Mine (BELOW): Buttered dishwasher-steamed salmon fillet served with a lime-infused Palmolive elixir.

So, who wins? Without injecting any bias, might I gingerly mention that one of us does NOT attend culinary school.

Fun factor: 8

#89- Apartment Crawl

Yesterday Katie, Emily and I had irrational fears of being alone. We went to afternoon tea, as we do most days, and we surely couldn’t go to the bar in our tea garb, so we were forced to go our separate ways to change clothes and meet back up again at a bar to send two of our friends off to Colorado. To remedy this dilemma, we concocted a plan and:

I went on an apartment crawl.

We went to Emily’s place first and drank a beer while she changed.
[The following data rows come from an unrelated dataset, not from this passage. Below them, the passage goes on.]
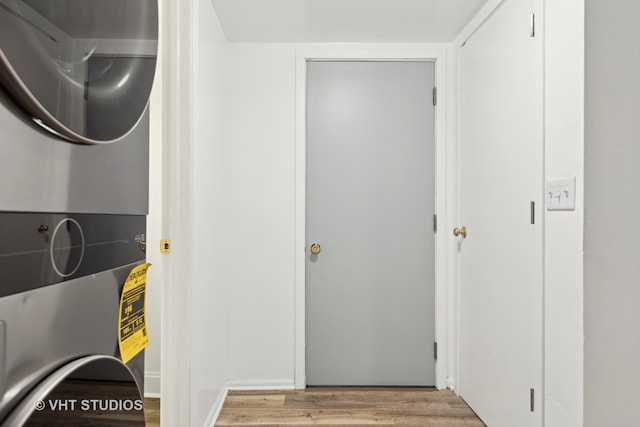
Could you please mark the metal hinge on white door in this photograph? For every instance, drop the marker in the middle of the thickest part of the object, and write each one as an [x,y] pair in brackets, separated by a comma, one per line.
[532,399]
[533,25]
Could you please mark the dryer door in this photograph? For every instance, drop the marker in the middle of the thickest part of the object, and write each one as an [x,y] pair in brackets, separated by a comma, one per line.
[94,390]
[82,69]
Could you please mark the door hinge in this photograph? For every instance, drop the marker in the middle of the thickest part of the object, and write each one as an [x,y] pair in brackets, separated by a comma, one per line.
[532,394]
[533,213]
[533,25]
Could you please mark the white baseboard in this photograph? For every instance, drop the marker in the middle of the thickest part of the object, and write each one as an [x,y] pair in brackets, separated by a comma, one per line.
[277,384]
[152,384]
[217,407]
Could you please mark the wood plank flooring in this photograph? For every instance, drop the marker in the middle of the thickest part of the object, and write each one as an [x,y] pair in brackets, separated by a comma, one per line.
[347,407]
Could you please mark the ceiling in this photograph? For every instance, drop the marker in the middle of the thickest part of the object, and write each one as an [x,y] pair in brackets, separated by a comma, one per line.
[309,21]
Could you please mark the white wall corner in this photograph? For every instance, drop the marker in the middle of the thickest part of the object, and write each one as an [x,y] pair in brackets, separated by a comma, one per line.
[152,384]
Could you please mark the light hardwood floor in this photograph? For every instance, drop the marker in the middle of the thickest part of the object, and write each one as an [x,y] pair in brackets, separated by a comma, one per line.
[347,406]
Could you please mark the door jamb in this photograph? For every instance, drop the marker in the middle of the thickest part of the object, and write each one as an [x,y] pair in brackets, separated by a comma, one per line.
[445,180]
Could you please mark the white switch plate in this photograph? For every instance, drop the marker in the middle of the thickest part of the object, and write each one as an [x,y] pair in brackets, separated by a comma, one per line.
[561,194]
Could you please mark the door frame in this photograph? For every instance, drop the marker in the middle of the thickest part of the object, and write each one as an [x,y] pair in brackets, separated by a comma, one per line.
[446,153]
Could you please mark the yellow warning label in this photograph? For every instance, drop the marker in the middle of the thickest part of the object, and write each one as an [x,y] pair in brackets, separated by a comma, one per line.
[132,327]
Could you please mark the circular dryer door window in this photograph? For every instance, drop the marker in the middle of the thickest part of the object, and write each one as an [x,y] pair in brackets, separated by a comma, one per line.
[83,69]
[67,247]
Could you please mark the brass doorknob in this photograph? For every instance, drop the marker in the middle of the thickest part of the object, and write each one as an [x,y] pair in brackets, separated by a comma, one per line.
[460,232]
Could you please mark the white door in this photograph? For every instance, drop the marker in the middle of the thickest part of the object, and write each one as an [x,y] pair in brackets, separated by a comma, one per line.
[501,258]
[370,204]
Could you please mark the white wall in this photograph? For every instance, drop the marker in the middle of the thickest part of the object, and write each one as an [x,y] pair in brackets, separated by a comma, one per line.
[210,289]
[255,231]
[154,234]
[564,152]
[242,295]
[612,208]
[563,29]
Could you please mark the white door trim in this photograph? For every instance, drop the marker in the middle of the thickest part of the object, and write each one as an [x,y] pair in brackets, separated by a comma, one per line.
[445,178]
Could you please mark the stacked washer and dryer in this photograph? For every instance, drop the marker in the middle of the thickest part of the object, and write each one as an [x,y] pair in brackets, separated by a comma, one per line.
[75,78]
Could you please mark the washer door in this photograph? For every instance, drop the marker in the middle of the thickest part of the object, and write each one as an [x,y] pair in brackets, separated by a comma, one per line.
[83,69]
[94,390]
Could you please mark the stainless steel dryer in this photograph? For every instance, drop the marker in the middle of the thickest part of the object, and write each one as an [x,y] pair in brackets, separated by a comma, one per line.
[75,78]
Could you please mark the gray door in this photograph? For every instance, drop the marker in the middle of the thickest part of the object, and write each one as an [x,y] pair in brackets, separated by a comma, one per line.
[370,204]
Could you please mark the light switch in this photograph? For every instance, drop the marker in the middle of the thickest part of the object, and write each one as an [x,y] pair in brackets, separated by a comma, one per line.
[560,194]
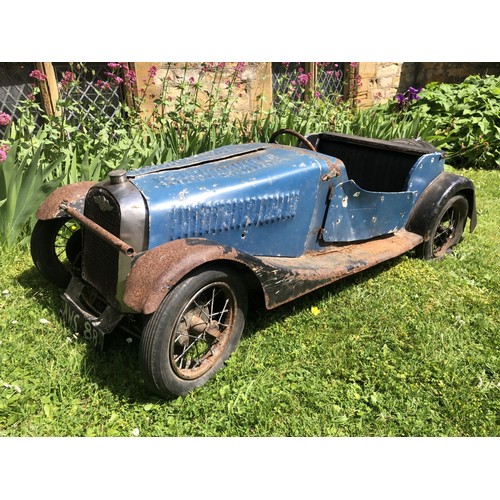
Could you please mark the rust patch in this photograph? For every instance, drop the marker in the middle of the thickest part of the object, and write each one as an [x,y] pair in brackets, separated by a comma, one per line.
[157,271]
[73,193]
[334,169]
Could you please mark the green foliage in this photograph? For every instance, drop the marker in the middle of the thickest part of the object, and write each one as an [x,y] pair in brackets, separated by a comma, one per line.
[195,112]
[465,119]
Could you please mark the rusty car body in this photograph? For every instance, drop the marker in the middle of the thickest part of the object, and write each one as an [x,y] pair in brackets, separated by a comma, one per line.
[175,249]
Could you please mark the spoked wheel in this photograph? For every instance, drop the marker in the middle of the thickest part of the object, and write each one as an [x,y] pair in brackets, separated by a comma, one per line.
[282,131]
[447,229]
[195,329]
[56,246]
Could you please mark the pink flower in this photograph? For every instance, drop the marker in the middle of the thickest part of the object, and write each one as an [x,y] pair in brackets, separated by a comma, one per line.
[303,78]
[68,77]
[240,67]
[207,67]
[4,149]
[102,85]
[130,77]
[5,119]
[152,71]
[38,75]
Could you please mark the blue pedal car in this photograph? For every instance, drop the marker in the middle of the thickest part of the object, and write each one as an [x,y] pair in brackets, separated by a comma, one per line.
[172,252]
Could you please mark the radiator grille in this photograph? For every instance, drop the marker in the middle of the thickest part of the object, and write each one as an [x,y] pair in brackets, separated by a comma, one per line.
[100,259]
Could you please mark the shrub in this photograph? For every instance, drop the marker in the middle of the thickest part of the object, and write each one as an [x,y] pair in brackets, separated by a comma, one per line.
[465,120]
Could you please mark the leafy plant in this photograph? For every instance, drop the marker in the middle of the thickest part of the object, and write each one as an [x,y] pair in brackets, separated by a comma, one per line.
[465,118]
[24,184]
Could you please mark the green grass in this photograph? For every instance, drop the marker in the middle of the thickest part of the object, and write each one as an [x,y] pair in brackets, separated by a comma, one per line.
[410,348]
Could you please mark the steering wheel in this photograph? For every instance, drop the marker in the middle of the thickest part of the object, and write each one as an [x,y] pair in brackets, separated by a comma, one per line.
[282,131]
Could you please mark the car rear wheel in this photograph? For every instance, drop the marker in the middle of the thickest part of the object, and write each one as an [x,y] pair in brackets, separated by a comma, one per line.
[56,249]
[447,228]
[195,329]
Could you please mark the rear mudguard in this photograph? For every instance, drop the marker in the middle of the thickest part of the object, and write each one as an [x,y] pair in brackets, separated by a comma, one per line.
[73,194]
[439,191]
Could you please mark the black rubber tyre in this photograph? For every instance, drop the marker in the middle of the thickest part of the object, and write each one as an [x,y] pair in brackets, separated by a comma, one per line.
[196,328]
[56,249]
[447,229]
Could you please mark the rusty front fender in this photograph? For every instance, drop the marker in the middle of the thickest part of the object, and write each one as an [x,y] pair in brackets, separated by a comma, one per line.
[157,271]
[73,194]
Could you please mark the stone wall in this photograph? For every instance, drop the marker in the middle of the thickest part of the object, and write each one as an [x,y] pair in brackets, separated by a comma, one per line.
[381,81]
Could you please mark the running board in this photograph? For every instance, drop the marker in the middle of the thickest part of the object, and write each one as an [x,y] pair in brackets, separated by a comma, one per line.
[284,279]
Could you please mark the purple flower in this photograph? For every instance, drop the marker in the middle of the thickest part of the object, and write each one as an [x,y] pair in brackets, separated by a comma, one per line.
[413,93]
[303,78]
[5,119]
[38,75]
[400,98]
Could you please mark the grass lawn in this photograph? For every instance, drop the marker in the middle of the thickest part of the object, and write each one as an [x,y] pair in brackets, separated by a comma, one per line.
[410,348]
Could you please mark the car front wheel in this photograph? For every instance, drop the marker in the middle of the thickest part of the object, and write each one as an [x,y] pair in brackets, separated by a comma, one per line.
[56,246]
[194,330]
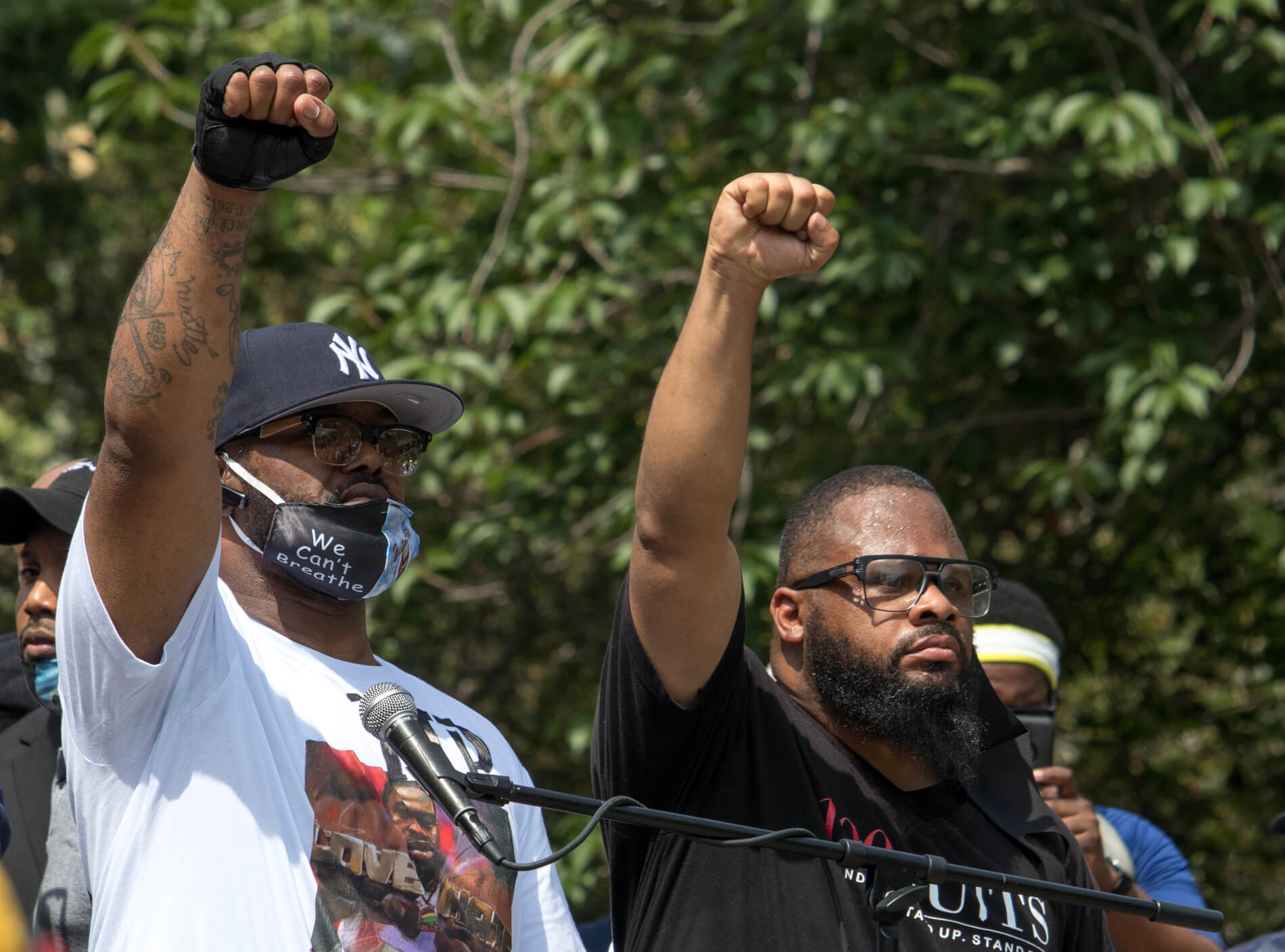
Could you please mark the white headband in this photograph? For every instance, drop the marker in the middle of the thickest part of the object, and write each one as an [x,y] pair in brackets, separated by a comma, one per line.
[1012,643]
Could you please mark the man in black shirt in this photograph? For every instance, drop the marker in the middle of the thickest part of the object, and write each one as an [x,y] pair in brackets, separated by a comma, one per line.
[874,722]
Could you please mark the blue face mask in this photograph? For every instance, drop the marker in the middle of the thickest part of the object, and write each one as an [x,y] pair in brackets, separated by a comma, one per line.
[47,680]
[41,680]
[347,553]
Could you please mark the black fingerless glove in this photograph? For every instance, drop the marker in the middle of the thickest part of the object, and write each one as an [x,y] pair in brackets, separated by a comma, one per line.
[247,153]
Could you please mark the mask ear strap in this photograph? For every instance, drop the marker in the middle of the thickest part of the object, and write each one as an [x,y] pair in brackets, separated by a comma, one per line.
[244,475]
[262,487]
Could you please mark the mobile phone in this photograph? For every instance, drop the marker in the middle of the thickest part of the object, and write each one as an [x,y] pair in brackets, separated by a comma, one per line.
[1040,733]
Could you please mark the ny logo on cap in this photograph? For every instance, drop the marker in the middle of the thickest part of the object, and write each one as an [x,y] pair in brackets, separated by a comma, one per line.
[351,351]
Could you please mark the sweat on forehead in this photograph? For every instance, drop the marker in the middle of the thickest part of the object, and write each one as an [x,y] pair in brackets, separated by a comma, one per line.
[887,519]
[865,505]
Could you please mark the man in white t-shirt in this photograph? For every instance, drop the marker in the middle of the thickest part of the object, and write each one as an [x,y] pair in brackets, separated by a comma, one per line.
[212,622]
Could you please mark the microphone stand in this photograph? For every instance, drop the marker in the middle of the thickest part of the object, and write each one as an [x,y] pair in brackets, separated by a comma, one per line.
[900,879]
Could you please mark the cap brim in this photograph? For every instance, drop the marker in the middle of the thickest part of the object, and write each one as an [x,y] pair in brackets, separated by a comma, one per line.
[21,508]
[428,406]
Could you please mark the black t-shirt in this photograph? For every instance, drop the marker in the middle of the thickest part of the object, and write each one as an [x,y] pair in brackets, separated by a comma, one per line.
[748,753]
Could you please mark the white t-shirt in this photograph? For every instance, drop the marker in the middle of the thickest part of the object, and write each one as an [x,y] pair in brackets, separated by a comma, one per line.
[229,798]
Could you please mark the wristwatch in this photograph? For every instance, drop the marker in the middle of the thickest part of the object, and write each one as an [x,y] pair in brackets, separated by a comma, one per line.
[1125,882]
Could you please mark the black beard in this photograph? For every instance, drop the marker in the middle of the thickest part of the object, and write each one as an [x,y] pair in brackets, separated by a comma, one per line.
[935,720]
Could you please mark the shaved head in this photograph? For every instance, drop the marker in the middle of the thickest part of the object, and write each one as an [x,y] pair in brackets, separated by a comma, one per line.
[846,502]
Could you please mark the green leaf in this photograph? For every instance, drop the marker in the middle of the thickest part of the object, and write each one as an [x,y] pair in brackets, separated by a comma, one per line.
[558,379]
[1069,111]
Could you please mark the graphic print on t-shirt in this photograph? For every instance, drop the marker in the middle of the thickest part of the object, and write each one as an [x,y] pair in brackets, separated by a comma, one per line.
[952,913]
[394,873]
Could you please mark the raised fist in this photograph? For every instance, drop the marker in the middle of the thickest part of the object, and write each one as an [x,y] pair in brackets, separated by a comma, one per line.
[262,118]
[771,225]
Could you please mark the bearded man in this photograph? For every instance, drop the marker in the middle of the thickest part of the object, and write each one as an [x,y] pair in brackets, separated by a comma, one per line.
[874,721]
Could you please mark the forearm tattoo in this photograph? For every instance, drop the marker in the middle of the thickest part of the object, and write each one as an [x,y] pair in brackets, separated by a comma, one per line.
[167,308]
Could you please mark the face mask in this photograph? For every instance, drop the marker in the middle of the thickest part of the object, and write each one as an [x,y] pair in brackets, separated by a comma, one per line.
[41,680]
[348,553]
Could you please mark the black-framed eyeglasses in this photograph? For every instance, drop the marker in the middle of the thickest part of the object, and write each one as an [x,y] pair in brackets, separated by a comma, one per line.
[896,582]
[337,439]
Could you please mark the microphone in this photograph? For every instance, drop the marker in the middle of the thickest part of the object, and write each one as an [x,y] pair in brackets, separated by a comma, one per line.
[388,711]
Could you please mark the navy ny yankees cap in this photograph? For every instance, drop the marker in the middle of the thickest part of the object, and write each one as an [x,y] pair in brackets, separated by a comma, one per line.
[58,504]
[292,368]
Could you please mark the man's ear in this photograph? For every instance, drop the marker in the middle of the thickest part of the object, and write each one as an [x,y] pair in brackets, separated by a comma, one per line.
[788,609]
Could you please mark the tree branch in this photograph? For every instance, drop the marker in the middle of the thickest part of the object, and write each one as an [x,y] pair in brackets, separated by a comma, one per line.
[522,141]
[923,48]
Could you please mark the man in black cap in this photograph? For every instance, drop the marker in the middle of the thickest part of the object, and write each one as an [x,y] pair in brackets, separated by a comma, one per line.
[214,619]
[39,522]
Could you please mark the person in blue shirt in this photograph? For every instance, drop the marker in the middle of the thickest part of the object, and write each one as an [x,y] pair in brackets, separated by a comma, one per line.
[1019,644]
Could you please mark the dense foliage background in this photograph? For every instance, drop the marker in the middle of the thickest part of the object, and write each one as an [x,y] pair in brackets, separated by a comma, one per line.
[1059,295]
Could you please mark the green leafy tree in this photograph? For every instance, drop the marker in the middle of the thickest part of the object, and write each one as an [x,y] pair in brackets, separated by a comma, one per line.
[1059,295]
Then we headed to my place, and then to Katie’s, enjoying a beverage at each joint. It was impromptu and fun, while still serving its purpose.

Fun factor: 8

#88- High Society

We wanted to do something different for Emily’s birthday this year, so:

I had formal afternoon tea.

We went to the Drake Hotel, where we proceeded to order our tea flavors and enjoy tiny sandwiches, scones, and desserts. Katie chose pear caramel tea, the birthday girl chose Earl Grey; I chose a variety of green tea called gunpowder. It was yummy and the food was really good. There was a woman playing the harp to serve as the background music. I would definitely recommend doing this if you live in Chicago- if you live somewhere else, find a place near you that offers tea service. To have a similar experience, avoid places ending in “mart” or those that have a drive through.